Zero harvest expected for Bathurst caribou

Zero harvest expected for Bathurst caribou
Low herd numbers likely mean an outright ban on Bathurst caribou harvest this year.Photo: Alex Hall.

It’s a tough decision that no one wants to make, but those sitting around the caribou management table in the Northwest Territories anticipate a total ban on the harvest of Bathurst caribou to come down before Christmas.

Aboriginal leaders met last Friday with the department of Environment and Natural Resources (ENR) for the third time since the numbers emerged showing a drastic decline in the population of the Bathurst and Bluenose-East barren-ground herds.

After running out of time to make any real decisions, yet another meeting is being scheduled for the end of the month. ENR Minister Michael Miltenberger was reluctant to give details on what will be his final recommendation, but Earl Evans of the NWT Métis Nation said everyone should expect zero harvest on the Bathurst, at least for one or two years.

“Damn rights you should expect it. What else can they do? We can’t afford another hunt,” he said of the forthcoming recommendation.

“It’s not a very good situation right now to be hunting with the numbers the way they are. They are really, really low. The Bathurst herd is in real trouble.”

ENR officials were “alarmed” to see the Bathurst population drop to 15,000 animals from the 460,000 that existed in the mid-1980s. Similarly, the Bluenose-East have dropped to around 30,000 animals.

Miltenberger said the situation, in his mind, amounts to a clear emergency that requires immediate action.

“It’s a very tough, emotional, political issue, but at the end of the day, our fundamental obligation is to protect the herds,” he said. “There’s no avoiding that for any government.”

Apart from a ban on the Bathurst, Evans said the other recommendation being put forward is a tag system for the Bluenose-East.
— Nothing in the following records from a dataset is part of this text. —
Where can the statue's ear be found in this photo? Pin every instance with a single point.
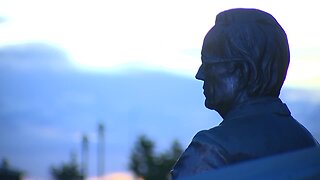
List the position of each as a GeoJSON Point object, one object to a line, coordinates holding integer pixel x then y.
{"type": "Point", "coordinates": [242, 71]}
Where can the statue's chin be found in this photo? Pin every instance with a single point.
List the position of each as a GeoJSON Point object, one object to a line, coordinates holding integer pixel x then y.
{"type": "Point", "coordinates": [209, 105]}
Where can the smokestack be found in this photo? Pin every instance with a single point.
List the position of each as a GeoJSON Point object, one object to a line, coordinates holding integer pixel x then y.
{"type": "Point", "coordinates": [85, 156]}
{"type": "Point", "coordinates": [101, 148]}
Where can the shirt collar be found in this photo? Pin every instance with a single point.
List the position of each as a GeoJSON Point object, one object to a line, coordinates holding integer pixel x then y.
{"type": "Point", "coordinates": [258, 106]}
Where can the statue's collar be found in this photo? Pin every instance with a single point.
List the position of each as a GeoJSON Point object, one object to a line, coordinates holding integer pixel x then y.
{"type": "Point", "coordinates": [265, 105]}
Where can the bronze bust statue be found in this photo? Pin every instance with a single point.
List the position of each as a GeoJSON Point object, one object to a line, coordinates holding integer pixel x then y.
{"type": "Point", "coordinates": [245, 57]}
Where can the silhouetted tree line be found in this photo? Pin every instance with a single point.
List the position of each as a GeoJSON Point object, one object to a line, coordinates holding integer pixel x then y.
{"type": "Point", "coordinates": [67, 171]}
{"type": "Point", "coordinates": [8, 173]}
{"type": "Point", "coordinates": [149, 165]}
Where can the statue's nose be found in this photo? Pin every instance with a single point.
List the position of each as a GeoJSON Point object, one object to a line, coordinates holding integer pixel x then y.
{"type": "Point", "coordinates": [200, 73]}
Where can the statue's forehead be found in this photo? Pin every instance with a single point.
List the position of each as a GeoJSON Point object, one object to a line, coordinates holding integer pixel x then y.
{"type": "Point", "coordinates": [213, 42]}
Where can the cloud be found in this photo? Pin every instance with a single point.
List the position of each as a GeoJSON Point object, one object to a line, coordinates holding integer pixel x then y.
{"type": "Point", "coordinates": [33, 57]}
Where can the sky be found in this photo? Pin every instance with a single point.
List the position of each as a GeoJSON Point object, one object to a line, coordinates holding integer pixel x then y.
{"type": "Point", "coordinates": [66, 65]}
{"type": "Point", "coordinates": [110, 36]}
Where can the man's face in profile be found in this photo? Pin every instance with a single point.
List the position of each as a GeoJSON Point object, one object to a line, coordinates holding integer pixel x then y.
{"type": "Point", "coordinates": [219, 81]}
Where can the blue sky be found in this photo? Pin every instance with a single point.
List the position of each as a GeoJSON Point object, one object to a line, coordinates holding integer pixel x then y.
{"type": "Point", "coordinates": [67, 65]}
{"type": "Point", "coordinates": [47, 105]}
{"type": "Point", "coordinates": [110, 36]}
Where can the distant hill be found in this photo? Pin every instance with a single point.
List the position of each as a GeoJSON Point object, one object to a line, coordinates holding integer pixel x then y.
{"type": "Point", "coordinates": [46, 106]}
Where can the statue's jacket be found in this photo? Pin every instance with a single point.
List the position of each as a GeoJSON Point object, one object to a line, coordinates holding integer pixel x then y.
{"type": "Point", "coordinates": [255, 129]}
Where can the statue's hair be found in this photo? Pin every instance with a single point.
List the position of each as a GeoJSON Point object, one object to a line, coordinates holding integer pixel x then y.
{"type": "Point", "coordinates": [258, 38]}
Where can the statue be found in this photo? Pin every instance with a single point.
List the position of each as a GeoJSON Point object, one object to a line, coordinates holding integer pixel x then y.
{"type": "Point", "coordinates": [245, 58]}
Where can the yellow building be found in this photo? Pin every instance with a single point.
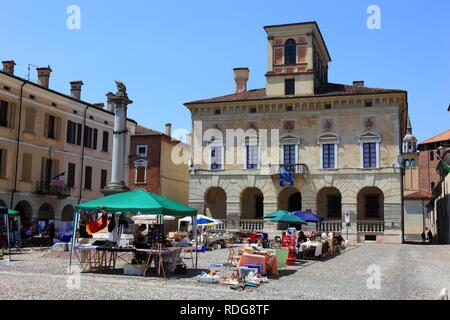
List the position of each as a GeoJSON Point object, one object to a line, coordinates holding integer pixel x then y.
{"type": "Point", "coordinates": [55, 149]}
{"type": "Point", "coordinates": [301, 143]}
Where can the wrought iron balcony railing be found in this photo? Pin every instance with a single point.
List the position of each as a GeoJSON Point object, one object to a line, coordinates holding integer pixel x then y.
{"type": "Point", "coordinates": [48, 188]}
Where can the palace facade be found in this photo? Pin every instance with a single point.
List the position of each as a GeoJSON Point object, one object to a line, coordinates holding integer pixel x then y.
{"type": "Point", "coordinates": [55, 149]}
{"type": "Point", "coordinates": [336, 151]}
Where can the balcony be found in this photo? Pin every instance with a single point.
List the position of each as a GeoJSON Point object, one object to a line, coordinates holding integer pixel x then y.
{"type": "Point", "coordinates": [371, 226]}
{"type": "Point", "coordinates": [47, 188]}
{"type": "Point", "coordinates": [299, 168]}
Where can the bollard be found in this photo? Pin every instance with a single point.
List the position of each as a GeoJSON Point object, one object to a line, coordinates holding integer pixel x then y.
{"type": "Point", "coordinates": [443, 295]}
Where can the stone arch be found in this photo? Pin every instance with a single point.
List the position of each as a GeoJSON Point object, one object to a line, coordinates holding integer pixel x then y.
{"type": "Point", "coordinates": [290, 199]}
{"type": "Point", "coordinates": [46, 212]}
{"type": "Point", "coordinates": [252, 203]}
{"type": "Point", "coordinates": [370, 204]}
{"type": "Point", "coordinates": [329, 203]}
{"type": "Point", "coordinates": [216, 203]}
{"type": "Point", "coordinates": [26, 212]}
{"type": "Point", "coordinates": [67, 213]}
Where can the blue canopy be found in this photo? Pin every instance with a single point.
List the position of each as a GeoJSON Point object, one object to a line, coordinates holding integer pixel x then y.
{"type": "Point", "coordinates": [307, 216]}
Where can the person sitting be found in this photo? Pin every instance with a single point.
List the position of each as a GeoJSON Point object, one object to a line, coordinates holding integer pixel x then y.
{"type": "Point", "coordinates": [140, 241]}
{"type": "Point", "coordinates": [301, 237]}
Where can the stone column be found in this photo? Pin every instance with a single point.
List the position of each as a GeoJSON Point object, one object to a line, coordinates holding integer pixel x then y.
{"type": "Point", "coordinates": [121, 102]}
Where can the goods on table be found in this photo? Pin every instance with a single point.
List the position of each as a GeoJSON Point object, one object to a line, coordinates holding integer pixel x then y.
{"type": "Point", "coordinates": [290, 242]}
{"type": "Point", "coordinates": [134, 269]}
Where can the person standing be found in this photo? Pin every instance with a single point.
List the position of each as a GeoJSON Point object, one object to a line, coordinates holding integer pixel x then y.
{"type": "Point", "coordinates": [51, 233]}
{"type": "Point", "coordinates": [430, 237]}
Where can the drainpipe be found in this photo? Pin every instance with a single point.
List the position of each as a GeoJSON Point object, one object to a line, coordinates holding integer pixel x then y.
{"type": "Point", "coordinates": [401, 168]}
{"type": "Point", "coordinates": [82, 154]}
{"type": "Point", "coordinates": [19, 128]}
Though voluntary restrictions limit the harvest to 2,800, the hunting of twice to three times as many animals since restrictions were imposed on the Bathurst has shown the minister that “voluntary doesn’t work.” Evans said the department is now considering imposing a quota of 1,200 animals.

Along with harvesting restrictions, the department is also discussing predator control, or wolf culling, along with cumulative impacts, industrial development and education on caribou protection.

Though previous discussions resulted in a reluctant, but general, consensus on the part of Aboriginal governments in favour of a zero harvest for the Bathurst last month, Evans said political pressure from the communities pushed the conversation the other way last week, with representatives from the Tlicho Government opening the meeting by contesting ENR’s numbers and defending their treaty rights.

“It was a real turnaround, which is sad to say,” Evans said. “I thought we had accomplished something.”

Evans said the Métis have voluntarily stopped harvesting those herds for the past five years, and said it is time other Aboriginal governments to “start making sacrifices too.”

Representatives from the Tlicho Government did not respond to requests for comment.

The conversation has also been complicated by news from Nunavut’s deputy minister that 70 tags for the Bathurst are legally sold to outfitters across the border each year, meaning hunters from the south are able to take from the herd while subsistence Aboriginal harvesters may not.

“If it was subsistence, people would be much more understanding, but when it’s for profit, that’s problematic,” said Miltenberger, who indicated more discussions would need to be had with the Nunavut government.

“We share many of these herds and their calving grounds,” Miltenberger said, “so we’ve got to get something more definitive from them.”

In the future, Miltenberger hopes to have management plans in place for both the Bathurst and Bluenose herds with outlined thresholds and triggers that prevent a “political uproar” from taking place each time new population counts are released.

He said all governments at the table recognize “there’s no use having a harvesting right if there’s nothing left to harvest,” but said it remains to be seen what the First Nations have to say on the matter. Métis representatives currently support the ENR recommendations.

Miltenberger said he is “confident” the right decision will be made to ensure the survival of the herds.

“You know how I know that? Because I am the one with the final say,” he said.